Week 7 HW: Genetic Circuits Part II
Assignment Part 1: Intracellular Artificial Neural Networks (IANNs)
1. What advantages do IANNs have over traditional genetic circuits, whose input/output behaviors are Boolean functions?
Boolean circuits force biological signals into binary (high/low), but real biomarkers exist at continuous concentrations. IANNs operate on analog values, performing weighted summation and nonlinear activation (ReLU), so they can compute complex continuous functions like bandpass filters and diagonal decision boundaries. These are the kinds of input-output shapes actually needed for problems like cancer classification, where you care about relative concentration levels, not just on/off.
IANNs are also continuously tunable. You can shift the decision boundary by adjusting translation rates, rather than being locked into fixed thresholds. And because they’re universal function approximators, a small number of neurons (even ~10) can approximate essentially any biologically relevant function.
2. Describe a useful application for an IANN; include a detailed description of input/output behavior, as well as any limitations.
Application: targeted cancer therapy using miRNA classification.
Cancer cells have distinct miRNA profiles compared to healthy cells, but no single miRNA is unique to cancer. An IANN could take 2-3 miRNA concentrations as analog inputs, with neurons computing weighted sums where some miRNAs have positive weights (via promoter-driven expression) and others have negative weights (via endoribonuclease-mediated mRNA degradation). By composing a few neurons into a network, you can create a bandpass function that only activates a therapeutic output (e.g. a cytokine like IL-12) when the miRNA profile matches the cancer signature. Healthy cells with different profiles produce zero output.
Limitations:
- Current circuits support ~3 neurons max, limiting classifier complexity
- Biological noise blurs decision boundaries, risking false positives
- Systemic delivery of circuit DNA to cells remains challenging
- Weights are fixed at design time and can’t adapt to evolving tumour mutations
3. Multilayer perceptron diagram
See hand-drawn diagram.
In the single-layer perceptron, X1 encodes Csy4 endoribonuclease and X2 encodes a fluorescent protein with a Csy4 target site on its mRNA. Csy4 sequesters the mRNA (subtraction), and biology’s floor at zero gives ReLU for free.
For the multilayer version: Layer 1’s output is an endoribonuclease instead of a fluorescent protein. This feeds into Layer 2, where it targets the mRNA of the final fluorescent output. Two chained subtraction + ReLU operations, linked by using an endoribonuclease as the intermediate signal.
Assignment Part 2: Fungal Materials
1. Examples of existing fungal materials, uses, advantages and disadvantages?
Examples:
- Mycelium packaging/insulation — mycelium grown on agricultural waste (wood chips, hay), packed into molds. Replaces styrofoam. Extremely lightweight and thermally/acoustically insulating.
- Mycelium leather — processed mycelium sheets as leather alternatives in fashion and biocouture.
- Mycelium construction — bricks grown from mycelium for architectural structures.
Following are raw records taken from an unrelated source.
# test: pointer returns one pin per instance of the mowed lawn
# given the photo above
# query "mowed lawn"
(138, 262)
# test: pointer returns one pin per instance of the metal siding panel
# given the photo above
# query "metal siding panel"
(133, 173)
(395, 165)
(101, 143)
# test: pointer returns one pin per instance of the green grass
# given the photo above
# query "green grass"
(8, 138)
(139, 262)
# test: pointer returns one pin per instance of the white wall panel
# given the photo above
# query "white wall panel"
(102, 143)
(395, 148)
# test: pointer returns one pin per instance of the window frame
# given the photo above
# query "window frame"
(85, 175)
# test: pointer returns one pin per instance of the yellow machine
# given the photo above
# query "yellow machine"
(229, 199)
The High Five Pavilion at MoMA is built entirely from mycelium bricks. NASA’s Mycotexture lab is exploring mycelium habitats for the Moon/Mars.
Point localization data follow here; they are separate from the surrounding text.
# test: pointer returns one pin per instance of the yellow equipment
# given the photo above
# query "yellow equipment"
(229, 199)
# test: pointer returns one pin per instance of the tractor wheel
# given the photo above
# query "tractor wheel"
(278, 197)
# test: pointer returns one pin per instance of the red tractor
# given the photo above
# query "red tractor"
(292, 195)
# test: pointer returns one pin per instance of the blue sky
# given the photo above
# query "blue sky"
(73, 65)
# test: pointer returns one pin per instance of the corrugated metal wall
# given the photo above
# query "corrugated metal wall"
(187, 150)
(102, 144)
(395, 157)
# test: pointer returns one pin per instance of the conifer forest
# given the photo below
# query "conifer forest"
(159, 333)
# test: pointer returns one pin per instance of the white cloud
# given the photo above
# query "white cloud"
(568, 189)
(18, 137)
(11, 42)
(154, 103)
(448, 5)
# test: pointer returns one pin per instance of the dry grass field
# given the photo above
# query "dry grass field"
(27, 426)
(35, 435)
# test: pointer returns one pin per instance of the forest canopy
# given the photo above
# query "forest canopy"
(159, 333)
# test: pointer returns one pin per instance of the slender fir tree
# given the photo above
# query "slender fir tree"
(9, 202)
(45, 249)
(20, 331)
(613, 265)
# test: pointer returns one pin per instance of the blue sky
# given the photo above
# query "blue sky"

- Biosement — bacteria that convert ammonia to calcium carbonate, solidifying sand/gravel into cement. Companies like Biomason do this at industrial scale.
- Bacterial cellulose — SCOBY-grown sheets used as fabric alternatives.
Advantages: renewable (grown from agricultural waste), biodegradable, excellent insulation, lightweight, low energy to produce (room temperature growth), mouldable into custom shapes.
Disadvantages: slow growth (days to weeks), weaker than conventional materials, contamination risk during growth, hard to achieve consistent quality at scale, shrinks during dehydration.
2. What might you want to genetically engineer fungi to do? Advantages of synbio in fungi vs bacteria?
Engineering goals:
- Better material properties (stronger, more flexible cell walls)
- Biosensing (e.g. colour change in response to environmental signals, like the Aspergillus niger melanin/xylose system)
- Stress resistance for extreme environments (radiation, low carbon — relevant to NASA’s space habitat work)
- Programmable growth patterns without external molds
Why fungi over bacteria:
- Fungi are eukaryotes, so they handle complex protein folding and post-translational modifications better than bacteria
- Fungi naturally form robust materials (mycelium networks, fruiting bodies) that bacteria can’t
- They grow on cheap unprocessed substrates (wood, agricultural waste)
- Food-safe and familiar to consumers, lowering regulatory barriers
Key challenge: most genetic engineering tools exist for model fungi (yeast, Aspergillus) in Ascomycota. The material-relevant species (oyster mushroom, reishi) are in Basidiomycota, a distant phylum. Tools don’t transfer between them, and basidiomycetes are harder to transform because their spores take months to produce. New methods like Agrobacterium-mediated transformation are being developed to bridge this gap.